Wish You Were Here: Guerilla-Konzerte • Wenn ich könnte, dann würde ich ganze Regionen öffentlich von herrlichen Musikerinnen und Musikern bespielen lassen – und zwar nicht nur einmal und auch nicht als Straßenmusik. Sondern ich würde großflächig etwas im Stil organisieren, wie ich es kürzlich vom phänomenalen Kukuruz Quartet erlebt habe: In einem Zeitraum von 6 Wochen haben die Pianist/innen mit ihren vier selbst transportierten Klavieren 20 Guerilla-Konzerte in Spitälern, Galerien, Gefängnissen, Brockenstuben, Museen und Bars durchgeführt (hervorragende Logistik durch ox&öl). Sie spielten da nicht etwa Mozart oder so, sondern Julius Eastman: Atemberaubend, diese Musik beispielsweise in einem Möbelgeschäft zu hören! Für mich ein Exempel dafür, wie Kontext und Inhalt zusammenspielen und als Gesamtheit zu einem unwiederholbaren außergewöhnlichen nachhaltigen Erlebnis werden können für Menschen, die sonst nie für solche Musik in einen Konzertsaal gehen würden: Magische Verquickung von Schiffshupen, Wolken, baumelden Lampen, Sirenen, Möbeln und Blätterrauschen mit diesen total irren Klangstrudeln. Vergisst man nicht so schnell!


Was geht in der Saison 18/19? Worauf sich die VAN-Autor*innen am meisten freuen in @vanmusik. 

Hartmut Welscher

Talk of the Town: Anders hören mit Marina Abramović in Frankfurt • Manch einer aus der Szene rollt mittlerweile mit den Augen, findet sie trutschig. Wegdenken will sie trotzdem kaum einer, und die meisten bewundern, wie gut Marina Abramović ihr Ding seit Jahrzehnten durchzieht. Ihre Themen lagen schon vor einer Ewigkeit ziemlich nah an dem, wonach sich heute alle sehnen: Entschleunigung, Gemeinschaft, Präsenz, Kontakt an der Grenze, oder auch: »das Hören von Musik als echte, berührende, profunde, transzendentale Erfahrung«. Darum geht es bei ihrem neuen Projekt an der Frankfurter Alten Oper. Talk of the town wird sie sowieso fast immer (noch). Anders Hören – Die Abramović-Methode für Musik, 17. – 24. März 2019 in der Alten Oper Frankfurt.

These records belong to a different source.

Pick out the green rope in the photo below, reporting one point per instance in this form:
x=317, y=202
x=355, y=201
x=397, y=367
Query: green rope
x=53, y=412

Into the unknown: Festival für Neue Musik in Bielefeld • Neue Musik und Provinz verstehen sich traditionell gut, obwohl Bielefeld im Vergleich zu Darmstadt, Donaueschingen oder Witten geradezu metropolenhaft daherkommt. Im Mai 2019 veranstaltet das Theater Bielefeld das erste Festival für Neue Musik. Ein paar Namen kursieren bereits (York Höller, Đuro Živković, Gerard Grisey, Salvatore Sciarrino, Rebecca Saunders, Ensemble Modern), hoffentlich wird es frisch und lustvoll und lebendig und ohne angestrengte Diskursivität. Die schöne Oetker-Halle mit ihrer Furnier- und Linoleum-Ästhetik der 1920er ist ein toll klingender Klangkörper, der ein bisschen musikalischen Exorzismus allerdings auch ganz gut vertragen kann.

Foto Zefram (CC-BY-SA-3.0), via Wikimedia Commons
Foto Zefram (CC-BY-SA-3.0), via Wikimedia Commons

Wish You Were Here: Das postmigrantische Konzert- und Opernhaus • Es wird höchste Zeit für das postmigrantische (Arbeitstitel!) Konzert- und Opernhaus. Und zwar gut ausgestattet und fett und mit einem diversen Team an der Spitze. Einen Ort gibt es auch schon: Das Berliner Schillertheater ist ohnehin zu schön, um als ewiges Provisorium für übergangsweise exilierte Theater zu dienen. Schluss mit dem verschämten Blick jenseits des eurozentrischen Tellerrands in versteckten Programmen, kleinen Sonderreihen, Festivals oder Musikvermittlungsangeboten.